How can a rat allergy manifest?

How can a rat allergy manifest? - briefly

Respiratory symptoms such as sneezing, nasal congestion, wheezing, or asthma attacks are common, while skin reactions may appear as itching, hives, or eczema, and eyes can become red and watery. Severe cases can lead to anaphylaxis, requiring immediate medical intervention.

How can a rat allergy manifest? - in detail

Allergic reactions to rats result from exposure to proteins found in their urine, saliva, dander, and fur. The immune system may produce IgE antibodies that trigger a range of symptoms, which can be classified into cutaneous, respiratory, gastrointestinal, and systemic categories.

Skin manifestations include:

  • Red, itchy wheals (hives) that appear suddenly and may coalesce.
  • Eczematous patches, often on the hands or forearms of individuals handling the animals.
  • Contact dermatitis with swelling and vesicle formation at the site of direct contact.

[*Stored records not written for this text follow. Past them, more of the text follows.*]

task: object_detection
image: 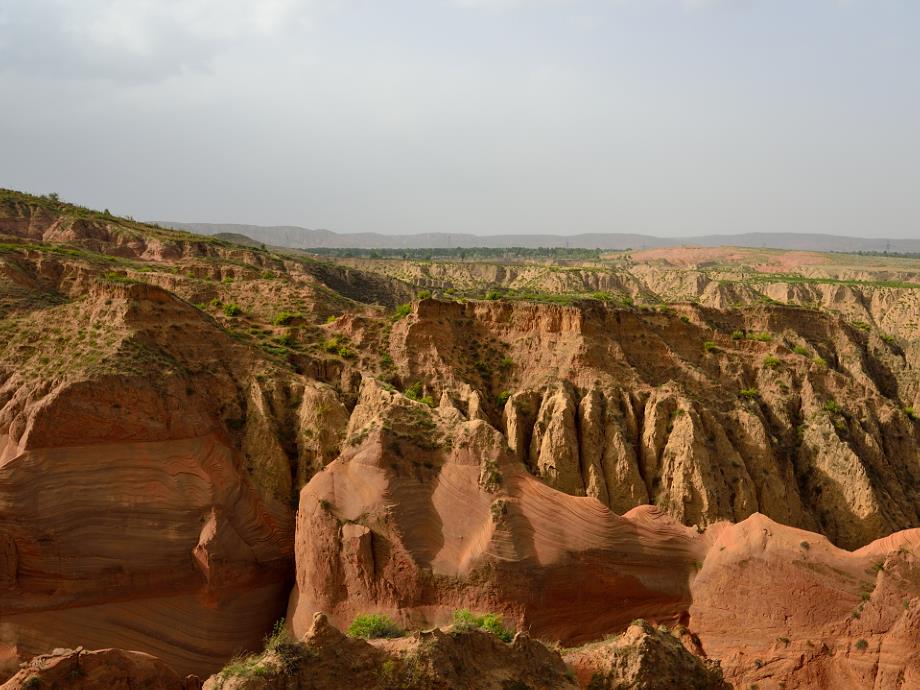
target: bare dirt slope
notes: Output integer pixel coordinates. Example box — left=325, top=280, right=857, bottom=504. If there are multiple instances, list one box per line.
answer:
left=0, top=185, right=920, bottom=688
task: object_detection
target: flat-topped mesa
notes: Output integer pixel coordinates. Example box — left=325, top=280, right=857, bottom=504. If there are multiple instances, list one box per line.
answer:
left=389, top=300, right=920, bottom=548
left=289, top=380, right=702, bottom=641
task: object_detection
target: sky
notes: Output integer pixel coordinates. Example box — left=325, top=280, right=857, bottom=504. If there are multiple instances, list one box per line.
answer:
left=0, top=0, right=920, bottom=238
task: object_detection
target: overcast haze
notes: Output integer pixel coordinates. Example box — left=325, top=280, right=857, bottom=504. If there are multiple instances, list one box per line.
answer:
left=0, top=0, right=920, bottom=238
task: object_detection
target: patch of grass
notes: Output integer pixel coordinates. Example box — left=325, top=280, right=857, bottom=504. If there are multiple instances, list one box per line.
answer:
left=346, top=613, right=406, bottom=640
left=390, top=304, right=412, bottom=321
left=822, top=398, right=843, bottom=414
left=272, top=311, right=300, bottom=326
left=454, top=609, right=514, bottom=642
left=403, top=381, right=422, bottom=401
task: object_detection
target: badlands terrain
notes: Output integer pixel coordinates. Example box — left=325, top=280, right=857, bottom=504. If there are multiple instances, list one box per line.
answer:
left=0, top=191, right=920, bottom=690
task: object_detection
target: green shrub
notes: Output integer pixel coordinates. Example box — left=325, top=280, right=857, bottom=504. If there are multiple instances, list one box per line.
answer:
left=454, top=609, right=514, bottom=642
left=272, top=311, right=300, bottom=326
left=391, top=304, right=412, bottom=321
left=824, top=398, right=843, bottom=414
left=347, top=613, right=406, bottom=640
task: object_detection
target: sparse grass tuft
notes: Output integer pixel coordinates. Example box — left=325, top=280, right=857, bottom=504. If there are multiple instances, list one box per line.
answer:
left=347, top=613, right=406, bottom=640
left=454, top=609, right=514, bottom=642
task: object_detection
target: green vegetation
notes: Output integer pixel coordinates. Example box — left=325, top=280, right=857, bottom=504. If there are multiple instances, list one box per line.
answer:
left=823, top=398, right=843, bottom=414
left=454, top=609, right=514, bottom=642
left=272, top=311, right=300, bottom=326
left=391, top=304, right=412, bottom=321
left=218, top=618, right=305, bottom=687
left=323, top=335, right=357, bottom=359
left=307, top=247, right=605, bottom=261
left=346, top=613, right=406, bottom=640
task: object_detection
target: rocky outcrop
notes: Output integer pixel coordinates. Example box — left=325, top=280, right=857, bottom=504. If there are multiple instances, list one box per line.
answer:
left=288, top=379, right=702, bottom=642
left=690, top=516, right=920, bottom=690
left=564, top=620, right=732, bottom=690
left=204, top=613, right=577, bottom=690
left=289, top=380, right=920, bottom=688
left=389, top=300, right=920, bottom=548
left=0, top=647, right=201, bottom=690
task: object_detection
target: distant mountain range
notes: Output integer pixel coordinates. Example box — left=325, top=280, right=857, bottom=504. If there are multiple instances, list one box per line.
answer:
left=159, top=221, right=920, bottom=252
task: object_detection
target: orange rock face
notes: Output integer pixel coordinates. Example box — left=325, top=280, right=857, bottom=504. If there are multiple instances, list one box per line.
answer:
left=289, top=382, right=920, bottom=688
left=0, top=647, right=201, bottom=690
left=0, top=190, right=920, bottom=690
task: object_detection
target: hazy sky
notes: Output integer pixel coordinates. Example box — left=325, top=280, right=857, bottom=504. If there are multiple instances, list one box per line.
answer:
left=0, top=0, right=920, bottom=238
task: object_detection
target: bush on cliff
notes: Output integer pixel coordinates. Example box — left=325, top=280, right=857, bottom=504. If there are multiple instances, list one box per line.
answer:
left=454, top=609, right=514, bottom=642
left=348, top=613, right=406, bottom=640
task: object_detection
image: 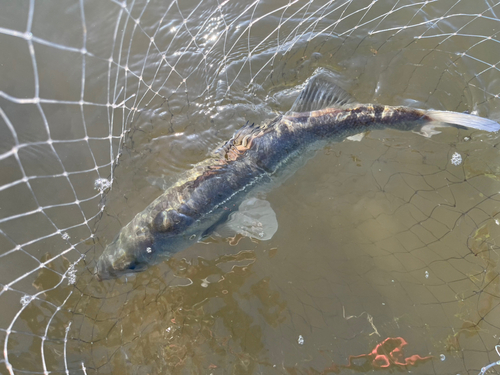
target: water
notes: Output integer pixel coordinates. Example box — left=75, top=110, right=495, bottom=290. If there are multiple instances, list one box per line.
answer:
left=0, top=0, right=500, bottom=374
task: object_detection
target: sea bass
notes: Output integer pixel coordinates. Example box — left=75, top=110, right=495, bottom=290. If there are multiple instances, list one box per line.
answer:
left=96, top=72, right=500, bottom=280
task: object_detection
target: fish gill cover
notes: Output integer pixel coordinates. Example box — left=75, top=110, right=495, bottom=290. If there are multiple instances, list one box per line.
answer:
left=0, top=0, right=500, bottom=374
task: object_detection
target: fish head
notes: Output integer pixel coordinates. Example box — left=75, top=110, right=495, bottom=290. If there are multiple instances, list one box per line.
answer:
left=95, top=209, right=199, bottom=280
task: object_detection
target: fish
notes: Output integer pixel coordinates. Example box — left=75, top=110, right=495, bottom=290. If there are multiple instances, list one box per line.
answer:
left=95, top=71, right=500, bottom=280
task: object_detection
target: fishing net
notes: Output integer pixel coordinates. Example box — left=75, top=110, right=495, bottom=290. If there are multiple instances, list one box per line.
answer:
left=0, top=0, right=500, bottom=374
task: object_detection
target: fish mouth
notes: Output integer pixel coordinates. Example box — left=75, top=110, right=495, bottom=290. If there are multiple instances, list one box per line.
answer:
left=94, top=257, right=116, bottom=281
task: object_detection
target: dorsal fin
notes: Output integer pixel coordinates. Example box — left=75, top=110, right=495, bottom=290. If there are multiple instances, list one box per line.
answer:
left=290, top=71, right=354, bottom=112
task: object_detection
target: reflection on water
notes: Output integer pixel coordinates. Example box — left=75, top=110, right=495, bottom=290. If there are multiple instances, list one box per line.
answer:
left=0, top=0, right=500, bottom=374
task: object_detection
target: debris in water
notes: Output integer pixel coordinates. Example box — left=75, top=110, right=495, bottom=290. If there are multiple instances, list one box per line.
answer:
left=66, top=263, right=76, bottom=285
left=297, top=335, right=304, bottom=345
left=451, top=152, right=462, bottom=165
left=21, top=294, right=34, bottom=307
left=94, top=178, right=111, bottom=193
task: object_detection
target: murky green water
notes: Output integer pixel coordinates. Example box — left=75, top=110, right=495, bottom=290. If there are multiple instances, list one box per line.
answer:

Respiratory involvement may present as:

  • Sneezing, nasal congestion, and clear rhinorrhea.
  • Itchy, watery eyes (allergic conjunctivitis).
  • Coughing, wheezing, or shortness of breath, especially in people with pre‑existing asthma; exposure can exacerbate bronchial hyper‑responsiveness.
  • Nasal polyps or chronic sinusitis in severe, long‑term cases.

Gastrointestinal symptoms are less common but can occur after ingestion of contaminated food or saliva:

  • Nausea, abdominal cramping, and diarrhea.
  • Oral itching or swelling (oropharyngeal discomfort).

Systemic reactions, though rare, may involve:

  • Rapid onset of hypotension, tachycardia, and loss of consciousness (anaphylaxis).
  • Generalized urticaria and angioedema of the lips, tongue, or airway structures.

The timing of symptom onset typically ranges from minutes to a few hours after exposure. Repeated contact can lead to sensitization, increasing the severity and frequency of reactions. Diagnosis relies on skin prick testing or serum-specific IgE assays targeting rat allergens such as Mus m 1. Management includes avoidance strategies, environmental control (HEPA filtration, regular cleaning to reduce urine residues), pharmacologic therapy (antihistamines, intranasal corticosteroids, bronchodilators), and, for high‑risk individuals, prescription of self‑injectable epinephrine.